Below are some notes from my Pentecost sermon on Acts 2:1-21. This is not a full manuscript of what I preached, but a general outline. Apologies for not including more details. Feel free to ask more in the comments below and/or read the texts in my bibliography.

The Miracle of Mother Tongues (Acts 2:1-21)

  • I grew up in an immigrant family, speaking Spanglish, a unique mixture of American English and Spanish dialects from Ecuador, Dominican Republic, and Puerto Rico.

  • A clear example of this is my Grandma's usual greeting to me, whenever we meet face to face or over the phone: “Hi, mi lindo niño!” This means "Hi, my beautiful child!" It mixes English greetings with Spanish words of affection.

  • When I hear Spanish, and especially Spanglish, I have warm feelings and associations with my upbringing. I feel closer to people who speak like my mother and my grandmother speak.

  • In Acts, the Holy Spirit creates the Miracle of speaking a foreign language, specifically speaking other people's Mother Tongues!

  • The Mother Tongue is usually reserved for private spaces between close family and friends. But on Pentecost, this private speech is spoken in public.

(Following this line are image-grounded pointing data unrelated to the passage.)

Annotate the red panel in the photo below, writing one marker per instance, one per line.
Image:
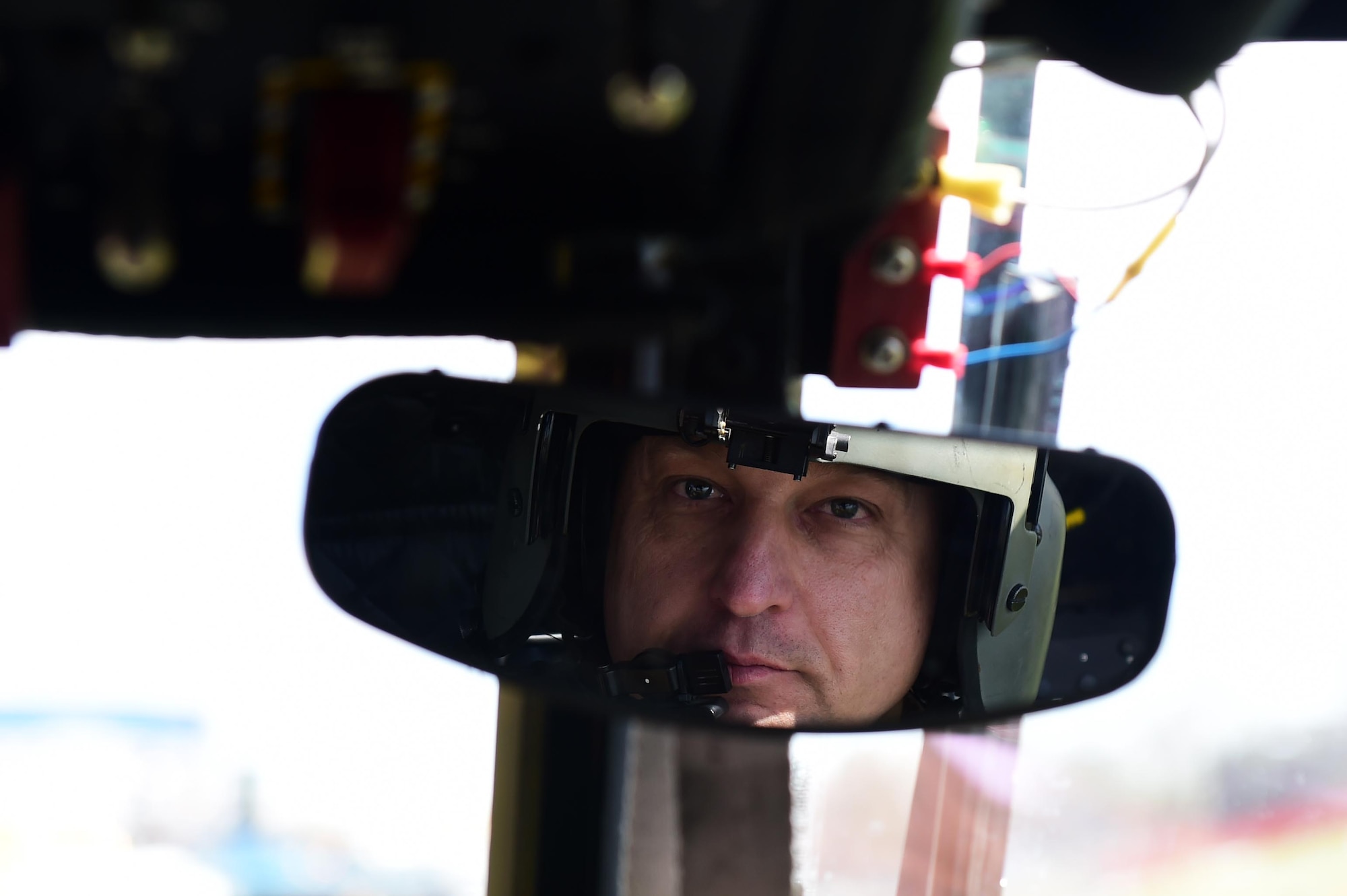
(358, 225)
(867, 303)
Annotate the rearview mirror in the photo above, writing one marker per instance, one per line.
(716, 564)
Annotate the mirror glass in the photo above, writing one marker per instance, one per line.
(724, 565)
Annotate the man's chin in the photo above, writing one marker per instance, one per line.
(760, 716)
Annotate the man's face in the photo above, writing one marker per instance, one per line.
(820, 591)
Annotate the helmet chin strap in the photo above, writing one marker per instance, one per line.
(692, 681)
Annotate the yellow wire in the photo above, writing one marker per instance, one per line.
(1135, 268)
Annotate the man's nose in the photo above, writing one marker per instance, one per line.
(758, 570)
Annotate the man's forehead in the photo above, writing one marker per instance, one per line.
(671, 450)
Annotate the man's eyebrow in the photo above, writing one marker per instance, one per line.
(887, 477)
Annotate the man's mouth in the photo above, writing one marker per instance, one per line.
(747, 669)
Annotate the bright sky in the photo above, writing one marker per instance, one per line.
(152, 559)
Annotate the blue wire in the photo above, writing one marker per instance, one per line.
(984, 302)
(1019, 350)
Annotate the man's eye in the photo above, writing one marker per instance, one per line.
(847, 508)
(698, 490)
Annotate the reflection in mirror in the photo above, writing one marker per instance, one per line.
(713, 564)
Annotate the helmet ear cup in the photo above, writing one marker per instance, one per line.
(940, 685)
(600, 460)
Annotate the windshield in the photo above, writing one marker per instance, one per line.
(157, 738)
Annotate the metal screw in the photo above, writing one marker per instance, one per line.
(658, 106)
(895, 261)
(145, 50)
(884, 350)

  • Instead of speaking Greek or Latin like good Roman citizens, the Spirit invites Jesus' followers to speak the intimate languages of mothers cooing their children.

  • “Are not all these who are speaking Galileans? 8 And how is it that we hear, each of us, in our own native language? 9 Parthians, Medes, Elamites, and residents of Mesopotamia, Judea and Cappadocia, Pontus and Asia, 10 Phrygia and Pamphylia, Egypt and the parts of Libya belonging to Cyrene, and visitors from Rome, both Jews and proselytes, 11 Cretans and Arabs—in our own languages we hear them speaking about God’s deeds of power.” (Acts 2:7b-11)

  • The Spirit invites us to share these close and intimate spaces of love with our sisters and brothers in Christ. God wants us to join together in marvelous ways.

  • There is an invitation from the Spirit to the apostles: Will you continue to speak the mother tongue of your neighbors? Will you humble yourself to learn another’s language? Will you understand their food, land, history, quirks, and all the things that make them a “people”?

  • There is also an invitation to the hearers from all these countries. And the listeners have to decide whether or not to receive that intimacy. Will I allow these crazy foreign preachers to be this close to me? Will I accept them in this space that I usually protect from outsiders? Or will I reject and taunt them for their lavish displays of love?

  • “But others sneered and said, ‘They are filled with new wine’” (Acts 2:13)

  • The Holy Spirit is at work to restore people to unity, to heal divisions of all types. And it begins with the ability to speak to and listen to one another.

  • Pentecost is not about asserting our Christian dominance or exceptionalism. That is not that kind of “power” that Jesus promised (Acts 1:8).

  • Instead the power that the Holy Spirit gives is the power to humble oneself and submit to another people. The Spirit is giving us the power the speak new dialects because we love strangers so much.

  • (You can call me “mi lindo niño” and you can teach me to speak to you in your mother tongue).

  • This is admittedly awkward and weird. It takes risk and discomfort to welcome someone different into your close, personal space. They will change you... until your "we" becomes bigger.

  • Will you shrug it off as too silly or undignified, too much like we’re drunk? Or will you accept God’s invitation into the intimate?

Bibliography

Davis, D. Mark. “Pentecost and Shavuot” Left Behind and Loving It. Blog. Published 28 May 2017. Accessed 4 June 2017. http://leftbehindandlovingit.blogspot.com/2014/06/pentecost-and-shavuot.html.

Jennings, Willie James. Acts (Belief: A Theological Commentary of the Bible). Louisville, KY: Westminster John Knox Press, 2017.